Abstract:Even though thermodynamic energy-based crystal structure prediction (CSP) has revolutionized materials discovery, the energy-driven CSP approaches often struggle to identify experimentally realizable metastable materials synthesized through kinetically controlled pathways, creating a critical gap between theoretical predictions and experimental synthesis. Here, we propose a synthesizability-driven CSP framework that integrates symmetry-guided structure derivation with a Wyckoff encode-based machine-learning model, allowing for the efficient localization of subspaces likely to yield highly synthesizable structures.
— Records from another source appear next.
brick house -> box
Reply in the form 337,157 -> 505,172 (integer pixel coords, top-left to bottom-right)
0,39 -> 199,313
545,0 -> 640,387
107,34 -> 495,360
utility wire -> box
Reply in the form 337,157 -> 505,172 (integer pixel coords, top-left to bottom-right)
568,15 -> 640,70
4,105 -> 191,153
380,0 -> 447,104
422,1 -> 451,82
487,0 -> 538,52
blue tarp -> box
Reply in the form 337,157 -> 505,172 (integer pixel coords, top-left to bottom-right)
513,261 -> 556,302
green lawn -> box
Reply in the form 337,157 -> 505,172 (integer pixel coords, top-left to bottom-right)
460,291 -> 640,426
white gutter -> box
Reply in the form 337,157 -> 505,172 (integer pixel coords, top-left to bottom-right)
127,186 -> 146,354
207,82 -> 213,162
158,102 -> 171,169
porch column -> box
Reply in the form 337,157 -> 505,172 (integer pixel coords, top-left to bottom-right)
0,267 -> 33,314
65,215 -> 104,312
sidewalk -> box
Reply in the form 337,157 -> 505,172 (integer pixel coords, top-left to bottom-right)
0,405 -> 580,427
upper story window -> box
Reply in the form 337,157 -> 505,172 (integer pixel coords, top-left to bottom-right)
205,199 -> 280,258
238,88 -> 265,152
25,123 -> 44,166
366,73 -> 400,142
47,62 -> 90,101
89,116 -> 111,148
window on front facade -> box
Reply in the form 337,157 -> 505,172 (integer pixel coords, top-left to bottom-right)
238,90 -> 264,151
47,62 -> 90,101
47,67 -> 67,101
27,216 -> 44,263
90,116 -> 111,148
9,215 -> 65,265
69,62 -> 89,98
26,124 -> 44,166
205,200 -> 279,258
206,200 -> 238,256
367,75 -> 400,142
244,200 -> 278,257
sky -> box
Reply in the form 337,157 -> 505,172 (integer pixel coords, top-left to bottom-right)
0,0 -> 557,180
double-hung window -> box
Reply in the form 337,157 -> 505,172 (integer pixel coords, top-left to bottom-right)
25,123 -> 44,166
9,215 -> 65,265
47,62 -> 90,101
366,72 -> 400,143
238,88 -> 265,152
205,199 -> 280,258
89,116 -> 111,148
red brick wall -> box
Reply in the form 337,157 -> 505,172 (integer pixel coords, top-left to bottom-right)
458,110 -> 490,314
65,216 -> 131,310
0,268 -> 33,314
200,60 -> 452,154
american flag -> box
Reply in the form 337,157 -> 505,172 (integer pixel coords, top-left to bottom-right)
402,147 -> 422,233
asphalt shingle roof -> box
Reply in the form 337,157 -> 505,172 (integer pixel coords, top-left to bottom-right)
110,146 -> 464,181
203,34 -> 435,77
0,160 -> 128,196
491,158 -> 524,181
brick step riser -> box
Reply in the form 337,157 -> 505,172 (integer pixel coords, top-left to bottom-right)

Within the identified promising subspaces, a structure-based synthesizability evaluation model, fine-tuned using recently synthesized structures to enhance predictive accuracy, is employed in conjunction with ab initio calculations to systematically identify synthesizable candidates. The framework successfully reproduces 13 experimentally known XSe (X = Sc, Ti, Mn, Fe, Ni, Cu, Zn) structures, demonstrating its effectiveness in predicting synthesizable structures. Notably, 92,310 structures are filtered from the 554,054 candidates predicted by GNoME, exhibiting great potential for promising synthesizability. Additionally, eight thermodynamically favorable Hf-X-O (X = Ti, V, and Mn) structures have been identified, among which three HfV$_2$O$_7$ candidates exhibit high synthesizability, presenting viable candidates for experimental realization and potentially associated with experimentally observed temperature-induced phase transitions. This work establishes a data-driven paradigm for machine-learning-assisted inorganic materials synthesis, highlighting its potential to bridge the gap between computational predictions and experimental realization while unlocking new opportunities for the targeted discovery of novel functional materials.